Leonhard Kern

Leonhard Kern

German sculptor
Date of Birth: 22.11.1588
Country: Germany

  1. Biography of Leonhard Kern
  2. Early Career and Travels
  3. Family Life and Work
  4. Style and Recognition
  5. Kern and the Court of Brandenburg

Biography of Leonhard Kern

Leonhard Kern was a German sculptor and one of the most prominent sculptors of 17th-century Germany. He was born in the family of a master stonemason in the small German principality of Goggenlohe, in the present-day federal state of Baden-Württemberg.
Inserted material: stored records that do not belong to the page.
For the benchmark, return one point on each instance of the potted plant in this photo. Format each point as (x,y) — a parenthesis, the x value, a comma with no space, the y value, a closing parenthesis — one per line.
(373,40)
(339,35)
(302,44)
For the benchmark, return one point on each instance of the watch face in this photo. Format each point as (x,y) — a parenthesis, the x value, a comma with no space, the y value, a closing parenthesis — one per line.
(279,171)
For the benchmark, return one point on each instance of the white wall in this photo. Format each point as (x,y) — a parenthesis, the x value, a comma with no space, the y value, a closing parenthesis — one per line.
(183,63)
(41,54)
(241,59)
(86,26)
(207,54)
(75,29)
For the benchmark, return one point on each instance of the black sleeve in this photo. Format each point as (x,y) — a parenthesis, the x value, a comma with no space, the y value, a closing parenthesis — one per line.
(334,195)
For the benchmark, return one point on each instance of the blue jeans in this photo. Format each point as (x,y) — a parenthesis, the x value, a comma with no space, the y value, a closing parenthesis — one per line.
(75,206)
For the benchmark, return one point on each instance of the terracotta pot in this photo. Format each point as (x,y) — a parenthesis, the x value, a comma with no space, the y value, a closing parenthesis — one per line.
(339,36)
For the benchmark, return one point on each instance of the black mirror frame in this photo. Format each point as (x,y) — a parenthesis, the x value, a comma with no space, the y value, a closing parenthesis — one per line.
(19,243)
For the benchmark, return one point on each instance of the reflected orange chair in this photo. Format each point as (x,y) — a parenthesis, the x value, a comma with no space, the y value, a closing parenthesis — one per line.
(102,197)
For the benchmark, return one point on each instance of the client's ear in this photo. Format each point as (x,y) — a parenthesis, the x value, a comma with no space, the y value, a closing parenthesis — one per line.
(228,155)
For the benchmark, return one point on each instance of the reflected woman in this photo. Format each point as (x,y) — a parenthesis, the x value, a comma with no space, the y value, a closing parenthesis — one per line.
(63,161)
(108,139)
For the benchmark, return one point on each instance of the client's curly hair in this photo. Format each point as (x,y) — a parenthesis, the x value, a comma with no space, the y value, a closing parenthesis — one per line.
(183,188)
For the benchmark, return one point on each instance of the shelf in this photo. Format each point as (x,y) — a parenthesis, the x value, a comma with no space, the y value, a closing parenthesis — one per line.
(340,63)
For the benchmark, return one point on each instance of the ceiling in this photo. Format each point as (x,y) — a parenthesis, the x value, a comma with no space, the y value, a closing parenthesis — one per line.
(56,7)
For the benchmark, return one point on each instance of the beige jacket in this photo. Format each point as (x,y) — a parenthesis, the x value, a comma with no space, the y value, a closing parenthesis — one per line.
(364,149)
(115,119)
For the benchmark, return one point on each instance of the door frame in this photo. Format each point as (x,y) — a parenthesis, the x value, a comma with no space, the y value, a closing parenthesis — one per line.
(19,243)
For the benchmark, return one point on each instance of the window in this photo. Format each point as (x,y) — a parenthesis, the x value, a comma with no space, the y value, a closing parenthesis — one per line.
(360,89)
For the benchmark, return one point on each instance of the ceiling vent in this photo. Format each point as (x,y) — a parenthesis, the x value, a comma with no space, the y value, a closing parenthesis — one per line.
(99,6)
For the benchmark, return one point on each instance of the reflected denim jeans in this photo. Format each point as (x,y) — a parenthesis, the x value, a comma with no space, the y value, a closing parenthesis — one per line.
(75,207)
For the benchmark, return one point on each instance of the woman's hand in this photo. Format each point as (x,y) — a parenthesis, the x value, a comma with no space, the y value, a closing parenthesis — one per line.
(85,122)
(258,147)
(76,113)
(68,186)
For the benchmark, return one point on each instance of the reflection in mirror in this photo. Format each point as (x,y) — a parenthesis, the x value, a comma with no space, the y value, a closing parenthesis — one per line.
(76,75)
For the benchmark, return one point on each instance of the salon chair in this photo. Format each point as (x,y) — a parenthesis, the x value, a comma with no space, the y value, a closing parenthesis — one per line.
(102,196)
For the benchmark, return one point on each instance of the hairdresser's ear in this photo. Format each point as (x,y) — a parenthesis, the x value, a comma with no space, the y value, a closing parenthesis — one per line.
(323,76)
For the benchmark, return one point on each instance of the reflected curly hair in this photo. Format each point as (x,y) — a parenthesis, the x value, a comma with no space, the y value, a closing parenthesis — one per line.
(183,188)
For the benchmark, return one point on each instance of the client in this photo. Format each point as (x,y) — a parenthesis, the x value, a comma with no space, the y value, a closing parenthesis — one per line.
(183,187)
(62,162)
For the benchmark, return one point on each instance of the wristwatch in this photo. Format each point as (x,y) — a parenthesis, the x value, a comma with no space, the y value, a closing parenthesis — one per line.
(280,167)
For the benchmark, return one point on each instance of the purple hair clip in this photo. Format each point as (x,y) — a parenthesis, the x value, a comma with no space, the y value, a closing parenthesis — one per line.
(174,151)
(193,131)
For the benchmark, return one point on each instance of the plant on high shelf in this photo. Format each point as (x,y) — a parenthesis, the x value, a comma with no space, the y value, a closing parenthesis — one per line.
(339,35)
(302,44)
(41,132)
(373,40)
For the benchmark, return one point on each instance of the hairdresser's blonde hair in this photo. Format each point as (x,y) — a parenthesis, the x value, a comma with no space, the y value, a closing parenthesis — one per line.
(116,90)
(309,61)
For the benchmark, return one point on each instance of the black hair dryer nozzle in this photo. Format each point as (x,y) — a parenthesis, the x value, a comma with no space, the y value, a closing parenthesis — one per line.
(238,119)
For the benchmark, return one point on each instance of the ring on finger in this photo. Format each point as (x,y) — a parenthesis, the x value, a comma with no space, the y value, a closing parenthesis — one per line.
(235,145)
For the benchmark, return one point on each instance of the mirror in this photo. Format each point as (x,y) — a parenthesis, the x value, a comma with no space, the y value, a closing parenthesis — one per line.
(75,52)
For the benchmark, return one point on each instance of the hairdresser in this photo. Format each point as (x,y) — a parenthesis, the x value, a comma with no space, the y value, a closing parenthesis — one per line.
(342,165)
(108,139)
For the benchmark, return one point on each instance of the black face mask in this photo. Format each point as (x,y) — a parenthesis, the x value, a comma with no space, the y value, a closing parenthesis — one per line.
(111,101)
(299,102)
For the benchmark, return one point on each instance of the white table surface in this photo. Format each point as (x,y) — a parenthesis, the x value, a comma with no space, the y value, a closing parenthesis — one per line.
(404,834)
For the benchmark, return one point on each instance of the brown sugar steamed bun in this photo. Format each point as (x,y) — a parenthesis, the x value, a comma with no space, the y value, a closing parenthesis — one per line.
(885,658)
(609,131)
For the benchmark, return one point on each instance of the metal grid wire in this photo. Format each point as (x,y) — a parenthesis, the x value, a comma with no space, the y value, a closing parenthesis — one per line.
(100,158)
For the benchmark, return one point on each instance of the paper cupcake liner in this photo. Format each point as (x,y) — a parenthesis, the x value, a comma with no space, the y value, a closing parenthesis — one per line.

He studied at the gymnasium in the city of Erlangen.

Early Career and Travels

From 1603 to 1609, Kern studied the art of sculpture in the workshop of his older brother, Michael Kern. In 1613-1614, he embarked on a study trip to Italy, followed by a visit to North Africa, where he lived for 2 years in Rome and studied Italian sculpture of the 16th century. After passing through Ljubljana and Gornji Grad (where Kern's first datable work, an altar in the local cathedral, is known from 1613), the sculptor returned to his homeland.

Family Life and Work

After returning, Kern married Amalia Zölner, the daughter of a civil servant, who bore him at least 14 children. Initially, Kern worked in his brother's workshop, but later he moved to Heidelberg to the court of Elector Frederick V of the Palatinate. Here, he created a monumental group sculpture for the Nuremberg Town Hall. However, after the Palatinate entered the Thirty Years' War, Kern left Heidelberg in 1620 and moved to Schwäbisch Hall, where he opened a sculptural workshop producing small-scale figures of a wide range. In addition to the usual themes - mythological and religious, as well as genre scenes, the sculptor also depicted the horrors and sufferings brought by the war, from which Schwäbisch Hall also suffered.

Style and Recognition

Stylistically, Kern represented the classical-realistic direction of German Baroque. He often used ivory as a material. Kern's works are distinguished by the subtlety of their plasticity and the skill of expressing characters. The sculptor's creativity earned him recognition from his contemporaries and made him financially secure. Many of his works were found in princely and royal private collections, as well as in the largest museums in Europe.

Kern and the Court of Brandenburg

In 1648, Kern was appointed court sculptor to the Elector of Brandenburg, after a long separation.